Private Placements, the JOBS Act and Public Offerings – FINRA’s examinations of private placements will emphasize concerns regarding suitability, disclosure, and due diligence, and will particularly reflect the recent development of the permissibility of general solicitation pursuant to Rule 506(c) of Regulation D under the Securities Act of 1933. The agency will also review clearance filings made pursuant to the so-called Regulation A+ amendments of the JOBS Act, including reviewing the regulatory histories of issuers, insiders and broker-dealers involved in the placements; monitoring non-compliance with escrow agreements; and checking indicators of inadequate underwriter due diligence. The agency will also more broadly track the development of the JOBS Act’s incipient public offerings market.

Non-Traded REITs and Direct Participation Programs (“DPPs”) – FINRA notes that many sponsors of non-traded REITS and DPPs, in anticipation of the agency’s amended Customer Account Statement Rule and corresponding changes to the DPP Rule (each going effective in April 2016), have restructured their products and added new share classes. These sponsors are also offering unlisted business development companies (“BDCs”) to their product lines. Noting that each of these new products will be available to retail investors, who may be vulnerable to the complexity, high fees, and illiquidity of these investments, the agency will subject these products to “rigorous reviews.”

Outside Business Activities – FINRA plans to focus on evaluating firm procedures related to outside business activities (“OBAs”), as required by FINRA Rule 3270 (or, where applicable, Rule 3280, which requires firms to determine whether OBAs should be treated as a private securities transaction).

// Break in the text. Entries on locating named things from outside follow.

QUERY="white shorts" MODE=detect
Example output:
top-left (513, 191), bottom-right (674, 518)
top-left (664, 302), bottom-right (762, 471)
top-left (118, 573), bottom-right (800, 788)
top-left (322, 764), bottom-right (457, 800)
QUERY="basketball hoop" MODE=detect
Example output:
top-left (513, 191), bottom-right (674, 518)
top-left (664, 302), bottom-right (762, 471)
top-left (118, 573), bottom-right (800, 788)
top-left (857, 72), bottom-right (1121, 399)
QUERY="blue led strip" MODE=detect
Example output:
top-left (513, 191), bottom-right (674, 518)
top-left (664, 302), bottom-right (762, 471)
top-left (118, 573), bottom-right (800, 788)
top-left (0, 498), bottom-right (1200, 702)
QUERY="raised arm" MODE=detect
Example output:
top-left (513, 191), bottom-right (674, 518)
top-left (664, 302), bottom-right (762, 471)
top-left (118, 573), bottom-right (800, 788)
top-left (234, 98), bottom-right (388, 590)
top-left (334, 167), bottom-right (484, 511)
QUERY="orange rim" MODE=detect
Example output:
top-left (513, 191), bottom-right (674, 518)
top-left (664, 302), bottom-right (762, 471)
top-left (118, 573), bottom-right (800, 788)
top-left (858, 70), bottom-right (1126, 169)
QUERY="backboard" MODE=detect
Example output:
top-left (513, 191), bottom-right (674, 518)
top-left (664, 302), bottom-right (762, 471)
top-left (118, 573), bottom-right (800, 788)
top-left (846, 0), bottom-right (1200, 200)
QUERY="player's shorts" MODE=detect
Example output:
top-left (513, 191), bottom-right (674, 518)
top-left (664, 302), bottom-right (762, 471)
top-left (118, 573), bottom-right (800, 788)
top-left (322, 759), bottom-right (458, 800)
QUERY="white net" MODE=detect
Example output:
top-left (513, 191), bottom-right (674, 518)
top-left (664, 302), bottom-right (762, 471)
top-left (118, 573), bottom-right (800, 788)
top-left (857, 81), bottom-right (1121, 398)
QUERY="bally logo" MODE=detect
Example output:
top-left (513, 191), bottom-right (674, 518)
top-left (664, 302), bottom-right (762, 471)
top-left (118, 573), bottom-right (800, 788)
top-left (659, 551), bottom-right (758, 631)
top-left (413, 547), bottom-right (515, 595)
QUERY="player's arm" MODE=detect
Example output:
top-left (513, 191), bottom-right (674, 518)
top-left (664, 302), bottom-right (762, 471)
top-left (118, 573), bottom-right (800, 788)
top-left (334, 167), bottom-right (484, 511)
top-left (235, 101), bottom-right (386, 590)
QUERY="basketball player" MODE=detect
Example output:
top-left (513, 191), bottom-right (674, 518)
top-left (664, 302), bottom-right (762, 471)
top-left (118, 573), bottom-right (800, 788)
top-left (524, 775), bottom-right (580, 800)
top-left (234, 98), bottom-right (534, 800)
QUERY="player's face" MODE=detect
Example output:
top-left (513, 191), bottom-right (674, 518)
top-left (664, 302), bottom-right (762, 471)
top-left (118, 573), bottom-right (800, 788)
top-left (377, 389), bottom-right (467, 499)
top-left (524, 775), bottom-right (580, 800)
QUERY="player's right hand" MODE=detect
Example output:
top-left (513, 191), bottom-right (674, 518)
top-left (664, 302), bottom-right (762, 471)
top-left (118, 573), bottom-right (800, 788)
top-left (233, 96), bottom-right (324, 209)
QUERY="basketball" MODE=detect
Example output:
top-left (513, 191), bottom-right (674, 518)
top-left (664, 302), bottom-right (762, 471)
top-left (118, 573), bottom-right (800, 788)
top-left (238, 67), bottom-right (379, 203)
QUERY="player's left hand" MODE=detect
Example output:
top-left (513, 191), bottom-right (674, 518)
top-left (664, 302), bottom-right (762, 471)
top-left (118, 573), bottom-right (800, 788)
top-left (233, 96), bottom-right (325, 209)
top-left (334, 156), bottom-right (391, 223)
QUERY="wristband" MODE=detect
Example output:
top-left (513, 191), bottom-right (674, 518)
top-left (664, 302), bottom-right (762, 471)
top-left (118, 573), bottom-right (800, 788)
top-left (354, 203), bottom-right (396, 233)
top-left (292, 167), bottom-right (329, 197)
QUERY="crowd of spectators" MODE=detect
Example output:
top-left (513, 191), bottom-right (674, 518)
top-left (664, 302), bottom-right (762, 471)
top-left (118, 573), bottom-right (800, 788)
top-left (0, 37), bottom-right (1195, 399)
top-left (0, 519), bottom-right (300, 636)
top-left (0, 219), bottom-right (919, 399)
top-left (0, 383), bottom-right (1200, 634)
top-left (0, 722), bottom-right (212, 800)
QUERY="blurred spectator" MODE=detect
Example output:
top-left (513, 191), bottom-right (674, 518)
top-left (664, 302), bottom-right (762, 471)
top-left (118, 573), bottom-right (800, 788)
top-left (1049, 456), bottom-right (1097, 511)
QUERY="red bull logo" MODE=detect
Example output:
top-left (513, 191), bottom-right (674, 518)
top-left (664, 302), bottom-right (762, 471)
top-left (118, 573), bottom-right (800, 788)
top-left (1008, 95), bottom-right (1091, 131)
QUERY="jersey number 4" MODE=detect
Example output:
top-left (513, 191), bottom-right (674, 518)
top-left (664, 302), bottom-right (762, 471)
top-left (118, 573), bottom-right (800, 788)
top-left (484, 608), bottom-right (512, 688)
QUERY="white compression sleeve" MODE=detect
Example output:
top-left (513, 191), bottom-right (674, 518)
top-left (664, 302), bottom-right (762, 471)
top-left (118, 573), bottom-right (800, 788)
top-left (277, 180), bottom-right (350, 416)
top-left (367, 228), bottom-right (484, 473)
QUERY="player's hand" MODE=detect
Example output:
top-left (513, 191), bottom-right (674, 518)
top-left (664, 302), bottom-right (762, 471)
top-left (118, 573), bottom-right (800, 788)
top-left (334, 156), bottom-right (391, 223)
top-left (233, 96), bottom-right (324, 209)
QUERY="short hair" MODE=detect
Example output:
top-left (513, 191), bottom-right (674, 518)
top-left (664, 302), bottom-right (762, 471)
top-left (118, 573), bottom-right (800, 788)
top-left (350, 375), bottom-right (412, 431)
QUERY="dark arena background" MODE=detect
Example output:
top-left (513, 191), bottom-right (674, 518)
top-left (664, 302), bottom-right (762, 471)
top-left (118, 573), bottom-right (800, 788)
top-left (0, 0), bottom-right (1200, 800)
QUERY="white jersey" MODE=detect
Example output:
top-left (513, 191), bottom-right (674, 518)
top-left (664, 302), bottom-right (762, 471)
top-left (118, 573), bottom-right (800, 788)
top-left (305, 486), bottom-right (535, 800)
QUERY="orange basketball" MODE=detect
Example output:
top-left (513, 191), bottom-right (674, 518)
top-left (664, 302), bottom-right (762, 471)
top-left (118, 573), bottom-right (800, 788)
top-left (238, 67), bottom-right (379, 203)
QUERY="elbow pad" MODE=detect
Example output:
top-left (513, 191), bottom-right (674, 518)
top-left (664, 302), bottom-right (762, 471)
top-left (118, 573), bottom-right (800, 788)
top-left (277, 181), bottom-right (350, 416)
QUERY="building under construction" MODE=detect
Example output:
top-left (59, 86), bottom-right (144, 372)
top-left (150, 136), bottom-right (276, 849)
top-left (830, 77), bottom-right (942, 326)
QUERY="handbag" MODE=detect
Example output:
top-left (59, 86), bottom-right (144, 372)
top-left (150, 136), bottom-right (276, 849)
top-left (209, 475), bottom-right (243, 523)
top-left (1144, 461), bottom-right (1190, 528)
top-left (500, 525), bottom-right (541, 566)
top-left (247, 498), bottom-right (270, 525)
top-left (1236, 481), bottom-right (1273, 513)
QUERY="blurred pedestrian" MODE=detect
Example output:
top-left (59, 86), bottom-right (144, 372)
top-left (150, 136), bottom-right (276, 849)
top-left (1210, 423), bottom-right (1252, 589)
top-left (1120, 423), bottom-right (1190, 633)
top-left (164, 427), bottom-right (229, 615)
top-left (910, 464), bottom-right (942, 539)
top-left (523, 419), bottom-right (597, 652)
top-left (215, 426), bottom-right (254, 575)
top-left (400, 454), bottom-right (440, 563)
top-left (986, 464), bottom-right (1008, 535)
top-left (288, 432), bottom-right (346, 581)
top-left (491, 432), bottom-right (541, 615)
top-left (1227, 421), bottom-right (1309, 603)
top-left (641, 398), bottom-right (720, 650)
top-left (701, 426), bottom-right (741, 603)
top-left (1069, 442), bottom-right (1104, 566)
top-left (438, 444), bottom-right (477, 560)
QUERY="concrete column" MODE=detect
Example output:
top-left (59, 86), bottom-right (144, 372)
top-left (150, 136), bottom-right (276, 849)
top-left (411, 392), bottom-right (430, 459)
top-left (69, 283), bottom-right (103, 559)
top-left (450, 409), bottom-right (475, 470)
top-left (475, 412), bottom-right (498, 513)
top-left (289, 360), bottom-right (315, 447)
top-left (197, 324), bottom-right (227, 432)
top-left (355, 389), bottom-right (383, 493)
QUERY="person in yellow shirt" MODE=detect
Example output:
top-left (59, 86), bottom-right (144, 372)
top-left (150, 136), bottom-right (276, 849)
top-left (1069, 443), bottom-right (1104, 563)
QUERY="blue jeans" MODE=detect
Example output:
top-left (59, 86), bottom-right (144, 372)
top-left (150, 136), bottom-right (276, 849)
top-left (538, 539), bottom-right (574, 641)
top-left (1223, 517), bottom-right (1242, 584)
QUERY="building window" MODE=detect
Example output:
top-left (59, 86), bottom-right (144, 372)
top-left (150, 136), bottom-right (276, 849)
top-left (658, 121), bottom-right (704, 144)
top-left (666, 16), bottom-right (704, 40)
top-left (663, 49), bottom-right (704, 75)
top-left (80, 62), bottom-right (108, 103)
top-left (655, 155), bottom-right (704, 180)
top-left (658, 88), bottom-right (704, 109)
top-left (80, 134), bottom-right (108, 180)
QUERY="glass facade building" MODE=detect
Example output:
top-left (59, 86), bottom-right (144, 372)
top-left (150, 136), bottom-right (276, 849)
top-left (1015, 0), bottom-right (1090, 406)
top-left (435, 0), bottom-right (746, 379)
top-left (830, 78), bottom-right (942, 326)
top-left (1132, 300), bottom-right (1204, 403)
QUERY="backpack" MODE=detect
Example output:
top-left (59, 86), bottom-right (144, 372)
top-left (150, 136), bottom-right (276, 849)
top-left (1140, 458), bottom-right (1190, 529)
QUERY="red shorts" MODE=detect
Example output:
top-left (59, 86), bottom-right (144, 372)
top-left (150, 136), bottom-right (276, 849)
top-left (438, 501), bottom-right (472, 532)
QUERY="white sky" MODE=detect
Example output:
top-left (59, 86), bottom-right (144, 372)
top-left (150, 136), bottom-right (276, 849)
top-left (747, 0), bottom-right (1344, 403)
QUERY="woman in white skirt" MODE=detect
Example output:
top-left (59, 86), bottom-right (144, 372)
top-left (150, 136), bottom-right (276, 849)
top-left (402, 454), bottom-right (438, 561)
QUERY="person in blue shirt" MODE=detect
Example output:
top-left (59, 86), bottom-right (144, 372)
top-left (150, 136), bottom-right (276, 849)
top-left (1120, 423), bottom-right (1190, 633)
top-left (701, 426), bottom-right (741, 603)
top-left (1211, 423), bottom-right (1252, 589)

The agency notes that one of its most common exam findings is firms’ failure to adequately assess their registered representatives’ written notifications of OBAs.

Client Onboarding – Noting that firms facing capital and liquidity issues generally have poor practices related to onboarding professional clients (e.g., institutional, trading, hedge fund and broker-dealer clients), FINRA will assess member firms’ client onboarding policies and controls. In addition to examining practices related to onboarding individual clients, the agency will also review how firms aggregate onboarding information to conduct aggregate risk assessment.

Regulation SHO – The agency will scrutinize member firms’ compliance with SEC Regulation SHO (applicable to “short sales”) and particularly Rule 204, which requires close-out of fail to deliver positions. The scrutiny comes as a result of FINRA examinations uncovering deficiencies with firms’ compliance with the Regulation’s requirement to be net flat or net long on the Rule 204 close‑out date. Additionally, FINRA is concerned about the ability of Authorized Participants for ETPs to ensure that they have sufficient positions to prevent Rule 204 violations in connection with ETP redemption orders.

Exchange-Traded Funds (“ETFs”) – FINRA will review broker-dealers’ role as Authorized Participants (“APs”) in the process of transacting with ETFs in creation and redemption baskets. Because of the rapid growth of the ETF market and the significant role of APs in providing liquidity and structural integrity to the ETF marketplace, FINRA will continue to monitor the credit risk of APs in the creation and redemption process, particularly by monitoring the way APs reflect their counterparty credit risk computations as part of their net capital computations per Rule 15c3-1 of the Securities Exchange Act of 1934.

Conclusion. Though FINRA’s 2016 Letter contains broad statements of policy concerning culture, risk management, and conflicts of interest, FINRA members are encouraged to use as guidance the more specific policies and procedures that the agency plans to implement in enforcing its 2016 examination priorities. Reference should be made to FINRA’s Regulatory Notices and weekly Update emails, as well as FINRA’s website where appropriate, to keep apprised of developments to, and further explication of, the agency’s 2016 priorities. We will continue to monitor and report on significant guidance and developments affecting compliance responsibilities.